Deep Learning based medical image segmentation — Part 6— Neural Network Model Training
We’ve downloaded the TCIA Glioblastoma MRI dataset, analyzed its contents, prepared the Google Colab/Drive environment to train our deep learning neural network model using nnUNet, prepared the training and test data, and preprocessed the images.
In this post, let’s train our model on the MRI scans and their associated ground truth segmentation maps (labels) that were created by radiologists.
GPU selection for model training
If you remember, we split 147 patients’ MRI scans and segmentation labels into 80% training cohort (n=117) and 20% test cohort (n=30). We will now train the neural network on the 117 training cohort.
Until now, I have used the free version of Google Colab. You get a Tesla K80 GPU with the free version, which is not going to be sufficient to train on the 147 cases. You are also limited on the runtime and memory, and your training will most certainly time out.
To overcome this, you can sign up for Google Colab Pro, or Pro+ to get access to faster GPUs with higher GPU memory that will allow us to train the neural network.
For this project, I signed up to the Pay as you Go plan, and purchased 100 compute units for $9.99. This gives us access to faster GPUs and more memory as well. I was able to complete both the training and inference tasks and still had about 10 compute units remaining. Unused units expire after 90 days. After the purchase, you can gain access to the faster GPU and more memory by going to the Runtime → Change Runtime Type menu in your Colab notebook.
You may see the NVIDIA P100 (Pascal architecture), V100 (Volta architecture), or the A100 (Ampere architecture) as your available options for GPU Type. Choose A100, as this is the fastest GPU among the selection available. Also, choose the High RAM option for more GPU memory.
To save your compute units, remember to Disconnect and Delete Runtime if you are not actively training the model.
- Open a new Colab notebook — 05_t501_glio_model_train.ipynb
- Mount your Google Drive
from google.colab import drive
drive.mount('/content/drive')
- Install the nnUNet V2 package
!pip install nnunetv2
- Install the hiddenlayer package, which will print the neural network architecture to a PDF file for review.
!pip install --upgrade git+https://github.com/FabianIsensee/hiddenlayer.git
nnUNet minor hyperparameter hack
By default, nnUNet runs model training for 1000 epochs. It takes a long time to run 5 cross-validation folds for 1000 epochs each.
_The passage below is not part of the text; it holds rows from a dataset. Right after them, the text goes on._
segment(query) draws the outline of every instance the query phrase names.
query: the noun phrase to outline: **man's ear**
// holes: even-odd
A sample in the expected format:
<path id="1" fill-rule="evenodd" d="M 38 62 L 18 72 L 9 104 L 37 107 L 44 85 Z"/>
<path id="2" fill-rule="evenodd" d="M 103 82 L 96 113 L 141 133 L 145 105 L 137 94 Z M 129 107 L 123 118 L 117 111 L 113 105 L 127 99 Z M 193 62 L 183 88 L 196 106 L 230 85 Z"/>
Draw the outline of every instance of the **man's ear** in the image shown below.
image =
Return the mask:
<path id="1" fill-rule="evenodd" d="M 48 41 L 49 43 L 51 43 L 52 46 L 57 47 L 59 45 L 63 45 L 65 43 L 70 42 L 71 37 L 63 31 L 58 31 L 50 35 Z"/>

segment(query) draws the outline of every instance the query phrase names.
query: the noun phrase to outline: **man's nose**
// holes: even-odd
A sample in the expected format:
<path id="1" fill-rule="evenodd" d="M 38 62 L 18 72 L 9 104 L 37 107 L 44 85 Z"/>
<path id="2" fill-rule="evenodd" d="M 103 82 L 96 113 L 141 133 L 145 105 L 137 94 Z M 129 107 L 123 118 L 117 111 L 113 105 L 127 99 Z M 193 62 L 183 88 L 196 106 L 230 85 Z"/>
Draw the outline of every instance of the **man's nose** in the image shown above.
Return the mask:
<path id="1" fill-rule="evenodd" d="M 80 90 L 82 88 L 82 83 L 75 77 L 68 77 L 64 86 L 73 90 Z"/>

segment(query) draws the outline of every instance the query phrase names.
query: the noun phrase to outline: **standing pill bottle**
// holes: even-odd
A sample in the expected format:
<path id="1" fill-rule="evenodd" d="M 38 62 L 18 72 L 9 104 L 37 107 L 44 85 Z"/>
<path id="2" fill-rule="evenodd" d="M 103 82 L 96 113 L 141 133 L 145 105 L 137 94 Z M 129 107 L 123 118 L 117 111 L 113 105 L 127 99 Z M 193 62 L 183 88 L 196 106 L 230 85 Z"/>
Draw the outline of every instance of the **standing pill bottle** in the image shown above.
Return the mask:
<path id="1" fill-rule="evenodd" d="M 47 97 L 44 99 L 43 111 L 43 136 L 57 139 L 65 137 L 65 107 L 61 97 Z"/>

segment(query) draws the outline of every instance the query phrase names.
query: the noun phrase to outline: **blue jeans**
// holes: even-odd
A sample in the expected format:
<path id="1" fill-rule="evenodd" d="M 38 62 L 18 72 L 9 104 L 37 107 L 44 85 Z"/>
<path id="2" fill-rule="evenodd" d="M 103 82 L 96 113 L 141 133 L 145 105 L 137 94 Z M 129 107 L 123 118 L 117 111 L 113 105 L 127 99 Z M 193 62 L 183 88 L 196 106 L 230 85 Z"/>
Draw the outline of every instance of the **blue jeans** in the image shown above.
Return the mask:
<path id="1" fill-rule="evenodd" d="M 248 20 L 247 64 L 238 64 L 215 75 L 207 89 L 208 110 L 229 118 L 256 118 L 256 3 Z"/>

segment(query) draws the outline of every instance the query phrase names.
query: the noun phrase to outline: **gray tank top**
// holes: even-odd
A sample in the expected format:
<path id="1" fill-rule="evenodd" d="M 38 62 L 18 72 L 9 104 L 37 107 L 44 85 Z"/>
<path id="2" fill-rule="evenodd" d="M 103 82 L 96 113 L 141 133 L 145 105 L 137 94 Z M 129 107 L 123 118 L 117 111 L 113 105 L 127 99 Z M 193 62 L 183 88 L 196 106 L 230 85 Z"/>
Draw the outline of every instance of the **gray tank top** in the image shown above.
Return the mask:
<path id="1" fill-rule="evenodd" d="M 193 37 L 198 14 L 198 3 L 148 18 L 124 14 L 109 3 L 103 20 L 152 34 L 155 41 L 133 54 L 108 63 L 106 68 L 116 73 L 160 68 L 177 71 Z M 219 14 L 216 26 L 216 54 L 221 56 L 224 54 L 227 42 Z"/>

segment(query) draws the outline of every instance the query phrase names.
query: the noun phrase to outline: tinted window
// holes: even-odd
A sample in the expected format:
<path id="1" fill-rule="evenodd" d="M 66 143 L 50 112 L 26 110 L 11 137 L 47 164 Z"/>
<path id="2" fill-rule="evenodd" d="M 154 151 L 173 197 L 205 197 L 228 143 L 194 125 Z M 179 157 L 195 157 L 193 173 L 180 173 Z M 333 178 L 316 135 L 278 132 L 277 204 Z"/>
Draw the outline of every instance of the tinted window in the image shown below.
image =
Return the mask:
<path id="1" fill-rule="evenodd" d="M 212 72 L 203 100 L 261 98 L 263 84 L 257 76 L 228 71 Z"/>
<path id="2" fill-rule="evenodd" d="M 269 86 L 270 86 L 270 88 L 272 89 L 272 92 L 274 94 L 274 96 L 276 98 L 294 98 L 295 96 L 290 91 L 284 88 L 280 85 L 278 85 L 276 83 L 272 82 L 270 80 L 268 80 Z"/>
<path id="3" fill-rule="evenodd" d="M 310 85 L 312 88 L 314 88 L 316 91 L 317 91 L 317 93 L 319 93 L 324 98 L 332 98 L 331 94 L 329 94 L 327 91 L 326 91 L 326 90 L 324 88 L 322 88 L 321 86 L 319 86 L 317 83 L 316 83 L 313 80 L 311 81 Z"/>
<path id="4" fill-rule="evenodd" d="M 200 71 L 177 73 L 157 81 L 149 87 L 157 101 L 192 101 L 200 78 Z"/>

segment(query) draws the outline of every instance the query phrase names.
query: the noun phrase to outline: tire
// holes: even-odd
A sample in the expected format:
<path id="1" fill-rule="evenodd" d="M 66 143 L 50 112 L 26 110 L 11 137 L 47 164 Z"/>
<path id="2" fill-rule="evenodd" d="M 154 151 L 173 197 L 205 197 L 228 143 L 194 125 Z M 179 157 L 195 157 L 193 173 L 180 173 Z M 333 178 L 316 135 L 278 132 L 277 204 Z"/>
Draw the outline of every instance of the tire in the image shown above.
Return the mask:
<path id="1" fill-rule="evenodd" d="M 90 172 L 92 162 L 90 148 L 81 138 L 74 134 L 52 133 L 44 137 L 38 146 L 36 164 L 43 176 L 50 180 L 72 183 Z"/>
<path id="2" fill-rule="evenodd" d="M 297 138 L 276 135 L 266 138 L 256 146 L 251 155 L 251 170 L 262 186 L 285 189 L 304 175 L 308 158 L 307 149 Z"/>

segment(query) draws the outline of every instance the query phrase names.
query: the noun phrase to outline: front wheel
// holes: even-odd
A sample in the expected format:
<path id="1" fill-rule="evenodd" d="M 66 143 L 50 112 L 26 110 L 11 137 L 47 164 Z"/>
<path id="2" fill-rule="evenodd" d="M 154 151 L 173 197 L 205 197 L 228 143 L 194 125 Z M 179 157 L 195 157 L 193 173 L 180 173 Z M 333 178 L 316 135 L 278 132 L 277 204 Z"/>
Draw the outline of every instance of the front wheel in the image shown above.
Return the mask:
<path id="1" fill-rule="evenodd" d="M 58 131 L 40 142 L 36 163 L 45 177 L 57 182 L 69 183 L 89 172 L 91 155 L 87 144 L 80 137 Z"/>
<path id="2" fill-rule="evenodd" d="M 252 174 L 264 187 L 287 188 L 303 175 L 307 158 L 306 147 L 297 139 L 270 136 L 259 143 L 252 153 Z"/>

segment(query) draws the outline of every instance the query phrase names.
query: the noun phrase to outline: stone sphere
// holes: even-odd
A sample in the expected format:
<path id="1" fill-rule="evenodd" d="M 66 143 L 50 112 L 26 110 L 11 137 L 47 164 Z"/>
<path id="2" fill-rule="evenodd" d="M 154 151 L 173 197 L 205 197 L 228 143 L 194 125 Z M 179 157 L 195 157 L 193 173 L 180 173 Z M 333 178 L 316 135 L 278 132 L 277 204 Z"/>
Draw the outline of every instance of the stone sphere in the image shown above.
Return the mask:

For this project, I want to run the training for only 100 epochs per fold. Unfortunately, as of this writing, there is no parameter to change the number of epochs dynamically during training. We will need to change the hardcoded value in the nnUNet package. This may result in lower accuracy, but will suffice for our purpose of learning.
- With your Google Colab Pro subscription, you also get access to the VM’s terminal (bottom left of your Colab window). Click on that and your screen will split, with the terminal window on the right, and your notebook on the left.
- The number of epochs is hardcoded in this file on the Colab VM— /usr/local/lib/python3.10/dist-packages/nnunetv2/training/nnUNetTrainer/nnUNetTrainer.py
- You can see the original file here on the nnUNet Github
- In the Colab Terminal window (not the Notebook area), go to that directory and open the file using a Unix editor like vim. Go to the section that says — “Some hyperparameters for you to fiddle with”.
- Let’s fiddle with a few. Change the following three hyperparameters to the values below -
### Some hyperparameters for you to fiddle with
...
self.num_iterations_per_epoch = 50
self.num_val_iterations_per_epoch = 25
self.num_epochs = 100
...
- Save and exit the file after making these changes. Now we are ready to train our neural network model.
Model Training
- In the same Colab notebook, with the A100 GPU and High RAM enabled, and hyperparameters updated, let’s set up our environment variables and run the nnUNet training command.
- The model is trained using the following command format -
nnUNetv2_train DATASET_NAME_OR_ID UNET_CONFIGURATION FOLD [additional options, see -h]
- We will use these options for our model training — DATASET_NAME_OR_ID will be Dataset501, UNET_CONFIGURATION will be 3d full resolution, and FOLD will be 0–4. We will have to repeat this for 5 cross-validation folds (fold # 0, 1, 2, 3 & 4). We will run the training one fold after another, starting with fold 0.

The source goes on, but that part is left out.